Yes the monsoon has been good and the expectation from the festive season is definitely upbeat. The fact that liquidity in the system has been flushed out for at least four months now, people are expecting some amount of purchases will come through.
Now one has to look at how the whole quarter which is July-August-September plays out in terms of earnings because most of these auto names would also have seen a lot of margin impact because the sales happened at fairly high level of discounting. You need to have to see two things coming up. First, the sales numbers on change in momentum have to be visible on a month on month basis and the discounts also have to fall, because if that does not happen, it will not lead to any amount of investor confidence coming back from what has already been built into the price.
Demand is holding up in consumer goods. Urban or rural centric --which one would you buy?
Most of the index is marked by one or two biggies but on a broad basis, you rightly said that demand is holding up. The Emamis and the Bajaj Corps are the ones which are addressing the rural market more. Their premiumisation is not as much as the urban centric companies.
You are seeing that because the rural market demand has come off more than the urban ones that is why these stocks have not been even reporting as strong numbers as perhaps the other guys who are looking at the urban plays.
But having said that, the value proposition is perhaps better in the urban ones because at least there the demand visibility is higher. Unless and until, you see rural demand coming back, people would tend to be safer in the urban centric names.
Some of the PSU names -- Concor, BPCL -- among others are now the cynosure of all eyes.

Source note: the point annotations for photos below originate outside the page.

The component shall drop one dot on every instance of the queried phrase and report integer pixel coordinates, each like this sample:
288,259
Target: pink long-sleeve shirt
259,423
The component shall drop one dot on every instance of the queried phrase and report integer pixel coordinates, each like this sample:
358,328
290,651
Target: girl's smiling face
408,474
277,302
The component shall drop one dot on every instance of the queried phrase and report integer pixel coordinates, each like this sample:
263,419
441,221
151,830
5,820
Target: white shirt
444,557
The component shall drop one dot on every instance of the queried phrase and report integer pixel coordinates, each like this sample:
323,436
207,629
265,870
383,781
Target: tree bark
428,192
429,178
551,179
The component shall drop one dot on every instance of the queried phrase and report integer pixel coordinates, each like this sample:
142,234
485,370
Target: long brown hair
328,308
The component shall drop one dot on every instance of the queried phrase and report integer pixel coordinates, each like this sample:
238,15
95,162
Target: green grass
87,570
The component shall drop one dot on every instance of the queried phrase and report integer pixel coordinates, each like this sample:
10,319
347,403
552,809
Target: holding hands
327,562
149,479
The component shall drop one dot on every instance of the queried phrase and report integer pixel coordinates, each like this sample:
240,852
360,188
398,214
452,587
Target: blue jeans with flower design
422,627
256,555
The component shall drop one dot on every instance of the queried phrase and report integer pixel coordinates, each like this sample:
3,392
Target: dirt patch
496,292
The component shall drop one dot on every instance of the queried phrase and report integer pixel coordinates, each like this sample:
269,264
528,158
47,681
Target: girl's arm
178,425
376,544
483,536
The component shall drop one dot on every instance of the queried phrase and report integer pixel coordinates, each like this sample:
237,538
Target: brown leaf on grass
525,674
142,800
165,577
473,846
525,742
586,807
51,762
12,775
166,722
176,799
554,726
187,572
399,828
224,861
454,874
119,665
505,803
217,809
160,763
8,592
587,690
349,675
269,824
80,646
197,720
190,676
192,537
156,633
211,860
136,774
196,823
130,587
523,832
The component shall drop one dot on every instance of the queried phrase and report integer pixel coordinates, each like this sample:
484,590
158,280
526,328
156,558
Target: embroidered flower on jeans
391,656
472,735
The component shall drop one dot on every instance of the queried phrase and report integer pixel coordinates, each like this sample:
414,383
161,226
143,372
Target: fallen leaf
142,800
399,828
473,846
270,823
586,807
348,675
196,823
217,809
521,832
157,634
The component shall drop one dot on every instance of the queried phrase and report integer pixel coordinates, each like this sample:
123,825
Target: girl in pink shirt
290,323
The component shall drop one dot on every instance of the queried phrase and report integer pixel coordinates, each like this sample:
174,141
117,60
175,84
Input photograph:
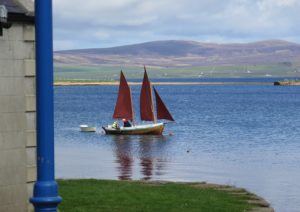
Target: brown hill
174,53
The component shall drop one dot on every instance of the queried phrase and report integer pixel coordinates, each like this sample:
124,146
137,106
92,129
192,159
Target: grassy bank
109,195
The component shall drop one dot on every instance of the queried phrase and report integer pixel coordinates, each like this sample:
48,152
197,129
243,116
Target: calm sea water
242,135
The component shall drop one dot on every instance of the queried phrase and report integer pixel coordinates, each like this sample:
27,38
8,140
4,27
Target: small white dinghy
87,128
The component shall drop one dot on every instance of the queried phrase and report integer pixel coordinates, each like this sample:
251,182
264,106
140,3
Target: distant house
17,105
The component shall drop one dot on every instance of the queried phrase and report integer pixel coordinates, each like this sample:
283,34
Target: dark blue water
242,135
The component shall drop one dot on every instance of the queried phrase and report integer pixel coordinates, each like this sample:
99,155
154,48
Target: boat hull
86,128
148,129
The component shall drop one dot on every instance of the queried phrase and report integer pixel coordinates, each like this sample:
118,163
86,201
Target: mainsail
123,108
161,109
146,100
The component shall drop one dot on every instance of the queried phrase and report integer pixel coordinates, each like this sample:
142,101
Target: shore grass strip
109,195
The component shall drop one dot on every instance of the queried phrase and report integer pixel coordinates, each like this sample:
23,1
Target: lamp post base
45,197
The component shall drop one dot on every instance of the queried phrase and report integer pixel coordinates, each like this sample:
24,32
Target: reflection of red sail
146,100
162,111
123,108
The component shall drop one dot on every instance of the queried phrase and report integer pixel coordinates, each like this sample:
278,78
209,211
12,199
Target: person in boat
115,125
126,123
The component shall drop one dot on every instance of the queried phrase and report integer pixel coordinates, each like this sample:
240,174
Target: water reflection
149,150
123,156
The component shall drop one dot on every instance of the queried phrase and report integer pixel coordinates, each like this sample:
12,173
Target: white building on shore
17,105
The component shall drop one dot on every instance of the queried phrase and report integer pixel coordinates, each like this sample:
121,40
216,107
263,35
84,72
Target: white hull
154,129
86,128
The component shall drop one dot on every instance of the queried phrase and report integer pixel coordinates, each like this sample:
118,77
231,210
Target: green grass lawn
109,195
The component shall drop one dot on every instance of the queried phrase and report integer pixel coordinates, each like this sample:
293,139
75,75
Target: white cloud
93,23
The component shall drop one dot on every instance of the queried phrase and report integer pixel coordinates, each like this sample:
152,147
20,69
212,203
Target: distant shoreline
115,83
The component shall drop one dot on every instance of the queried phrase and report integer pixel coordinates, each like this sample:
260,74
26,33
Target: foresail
123,108
146,100
162,111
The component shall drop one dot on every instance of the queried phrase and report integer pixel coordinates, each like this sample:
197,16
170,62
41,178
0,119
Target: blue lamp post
45,196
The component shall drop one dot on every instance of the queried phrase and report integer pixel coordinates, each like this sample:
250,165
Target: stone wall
17,117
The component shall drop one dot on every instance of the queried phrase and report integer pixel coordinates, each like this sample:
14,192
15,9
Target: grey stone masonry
17,117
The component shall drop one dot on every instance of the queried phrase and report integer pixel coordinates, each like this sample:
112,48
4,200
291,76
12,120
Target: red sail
146,100
162,111
123,108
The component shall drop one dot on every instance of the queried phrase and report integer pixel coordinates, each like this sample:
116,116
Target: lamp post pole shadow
45,194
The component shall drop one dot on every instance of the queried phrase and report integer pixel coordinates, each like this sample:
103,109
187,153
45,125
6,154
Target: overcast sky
95,24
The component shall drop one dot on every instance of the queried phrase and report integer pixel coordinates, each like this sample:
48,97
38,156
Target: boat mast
146,100
123,108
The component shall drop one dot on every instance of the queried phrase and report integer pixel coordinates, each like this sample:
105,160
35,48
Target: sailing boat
124,110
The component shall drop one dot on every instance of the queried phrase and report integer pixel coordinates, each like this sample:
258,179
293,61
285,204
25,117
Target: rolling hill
180,54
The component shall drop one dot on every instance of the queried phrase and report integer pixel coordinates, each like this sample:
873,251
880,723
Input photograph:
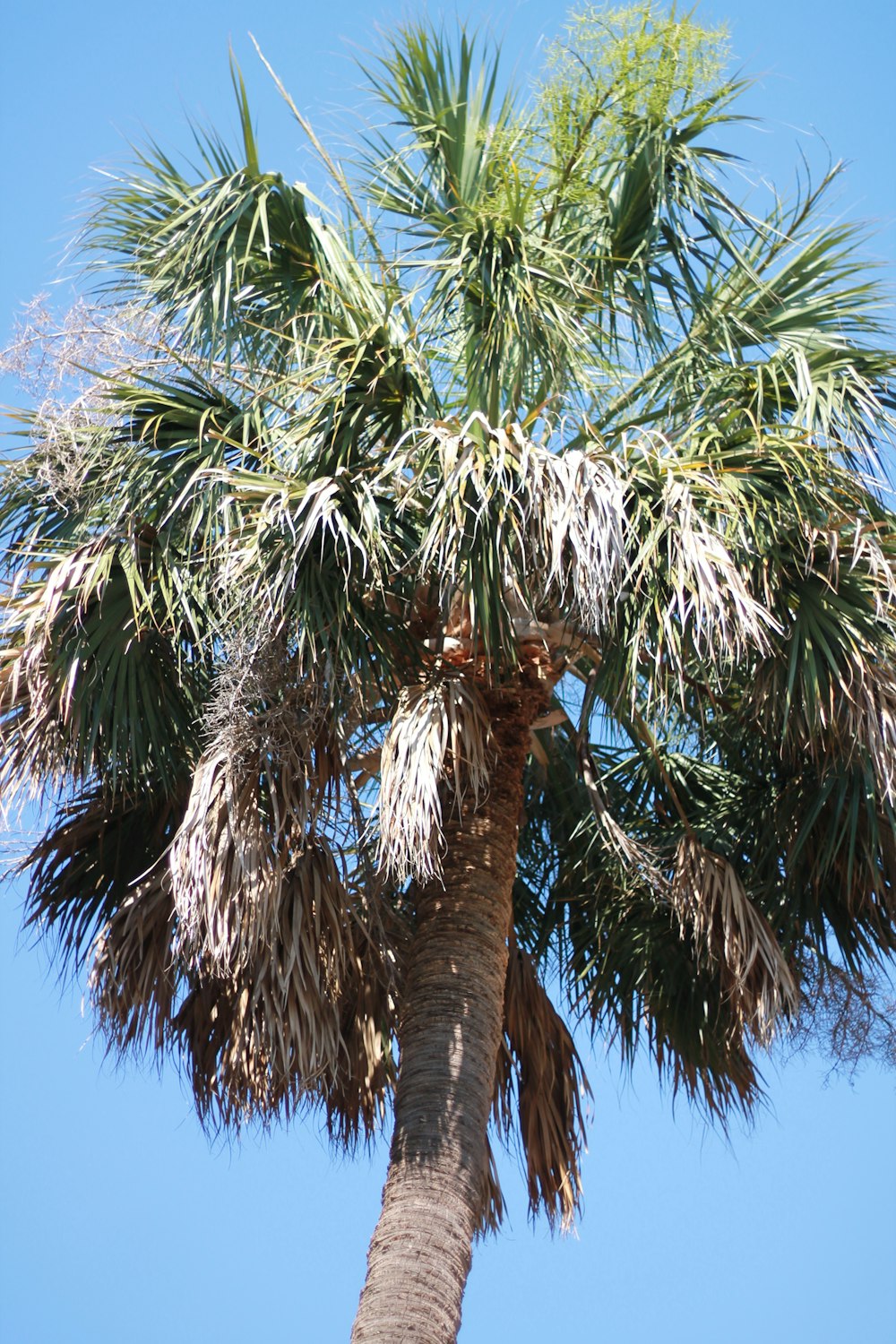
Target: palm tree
478,582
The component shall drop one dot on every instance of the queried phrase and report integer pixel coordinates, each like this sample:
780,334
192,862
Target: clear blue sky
120,1220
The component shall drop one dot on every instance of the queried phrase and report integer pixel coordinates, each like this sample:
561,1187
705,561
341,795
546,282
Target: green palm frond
538,409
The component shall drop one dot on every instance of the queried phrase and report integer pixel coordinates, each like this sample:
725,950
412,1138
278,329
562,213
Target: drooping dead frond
437,745
493,1207
849,1016
355,1099
579,531
257,796
538,1062
134,978
713,908
269,1035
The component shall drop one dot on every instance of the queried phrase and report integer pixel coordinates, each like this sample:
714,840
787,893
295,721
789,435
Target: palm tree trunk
450,1031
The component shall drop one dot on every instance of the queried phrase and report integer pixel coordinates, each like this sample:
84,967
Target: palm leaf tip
437,746
711,903
538,1086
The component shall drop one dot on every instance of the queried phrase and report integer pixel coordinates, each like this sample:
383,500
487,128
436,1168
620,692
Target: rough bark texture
450,1030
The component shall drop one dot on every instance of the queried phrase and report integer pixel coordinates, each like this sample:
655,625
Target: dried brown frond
269,1034
437,746
540,1064
493,1207
850,719
134,978
257,797
579,531
355,1101
735,937
849,1016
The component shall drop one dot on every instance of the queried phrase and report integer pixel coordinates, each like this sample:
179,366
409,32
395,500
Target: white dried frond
438,742
482,478
51,351
255,801
578,532
710,593
712,905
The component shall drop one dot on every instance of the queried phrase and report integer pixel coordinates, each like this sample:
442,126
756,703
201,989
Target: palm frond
435,752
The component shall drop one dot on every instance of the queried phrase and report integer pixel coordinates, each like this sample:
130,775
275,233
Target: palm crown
538,454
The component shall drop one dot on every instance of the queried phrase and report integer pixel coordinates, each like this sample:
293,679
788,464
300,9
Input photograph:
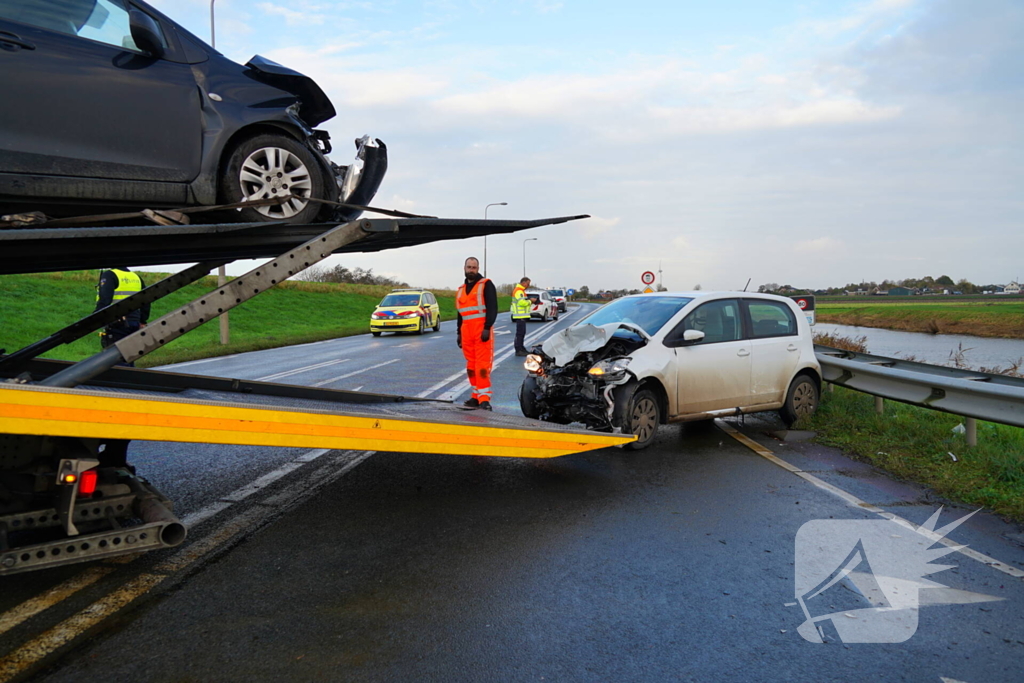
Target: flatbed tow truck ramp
68,493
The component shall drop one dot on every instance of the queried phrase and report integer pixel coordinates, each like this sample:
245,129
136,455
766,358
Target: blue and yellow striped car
406,310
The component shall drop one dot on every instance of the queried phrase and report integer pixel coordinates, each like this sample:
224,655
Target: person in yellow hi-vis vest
115,285
520,314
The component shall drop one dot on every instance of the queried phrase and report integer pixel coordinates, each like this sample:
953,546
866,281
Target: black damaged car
110,104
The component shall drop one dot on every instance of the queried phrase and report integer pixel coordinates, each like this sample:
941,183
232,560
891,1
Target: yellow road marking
69,413
30,653
65,590
855,502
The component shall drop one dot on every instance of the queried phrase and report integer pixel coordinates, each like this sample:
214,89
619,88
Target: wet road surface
672,563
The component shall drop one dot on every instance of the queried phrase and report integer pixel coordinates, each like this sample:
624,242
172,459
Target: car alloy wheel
271,172
801,399
643,417
270,166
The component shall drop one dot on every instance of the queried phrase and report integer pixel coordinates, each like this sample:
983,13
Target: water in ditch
938,349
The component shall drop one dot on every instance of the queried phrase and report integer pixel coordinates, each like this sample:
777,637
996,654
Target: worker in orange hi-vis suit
477,306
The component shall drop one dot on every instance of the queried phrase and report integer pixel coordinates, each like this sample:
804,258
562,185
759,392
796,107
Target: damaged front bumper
357,182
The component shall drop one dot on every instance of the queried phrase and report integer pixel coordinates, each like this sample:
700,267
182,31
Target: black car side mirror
145,32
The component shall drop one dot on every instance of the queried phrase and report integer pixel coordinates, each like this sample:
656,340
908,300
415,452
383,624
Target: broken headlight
532,365
611,369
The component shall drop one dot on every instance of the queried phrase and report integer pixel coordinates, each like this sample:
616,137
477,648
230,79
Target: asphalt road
673,563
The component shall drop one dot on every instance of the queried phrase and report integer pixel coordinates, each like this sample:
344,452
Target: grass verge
292,312
915,443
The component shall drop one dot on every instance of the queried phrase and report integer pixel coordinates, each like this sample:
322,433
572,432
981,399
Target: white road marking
855,502
289,373
357,372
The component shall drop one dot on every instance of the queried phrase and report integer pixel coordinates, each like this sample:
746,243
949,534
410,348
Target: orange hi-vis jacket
479,354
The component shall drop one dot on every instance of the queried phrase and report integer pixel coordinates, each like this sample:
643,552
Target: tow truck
68,493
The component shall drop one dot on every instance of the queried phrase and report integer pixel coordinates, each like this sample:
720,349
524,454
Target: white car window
718,319
771,318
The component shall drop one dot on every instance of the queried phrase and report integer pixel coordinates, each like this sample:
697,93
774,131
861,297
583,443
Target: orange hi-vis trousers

What is looking attractive to you?
Most PSUs that have been spoken about in terms of strategic divestment, which is Concor, BPCL, Shipping Corporation, have seen very sharp price moves recently. From the valuation perspective, most are probably now trading at the upper end of the value band.
But having said that, the government is showing an intent to make strategic divestments and let go of businesses. That itself would have larger implications in terms of the whole macro environment improvement because then people will start believing that the Rs 1 lakh crore plus divestment target has been put and we have only about three months to go, would need to show more comfort and confidence that yes that will indeed be met because otherwise the whole issue of whether we will be able to to the fisc target, will start coming under cloud.
The recent inflation data although has also tampered some of the rate cut hopes but the decline in growth perhaps causes more concerns and that is the reason why one would like to see it raising resources to keep the public expenditure going and front load quite a lot of it to enable demand recovery.
For that, people would look for some concrete move on the divestment agenda, the mention of some names. The names have been shared in the public space, markets have reacted but there needs to be something more in terms of seeing to it that the intent is actually put into practice and completed.
The Yes Bank stock has stopped falling. It is trading at a price to book of about 0.4 times. Why do you think?
The Yes Bank story has to play out and people are looking forward to the second round of fundraising, post the first QIP which was basically done to ensure that the bank moves forward. What is the value, what kind of investors come in and how much is the commitment, people want to find out. The kind of salary hikes and the increments that were reportedly given, boosted employee morale but at the end of the day one needs to look at how long will the ship sail and who is willing to back it.
The second round of fundraising has to be from a private equity/strategic investor who wants to be there for the long haul and that is very, very critical. So, the stock might have stopped falling, but I would want to know who wants to come on board for the long haul and be a part of the management and be accountable to investors. I would want to see that data point before anything else.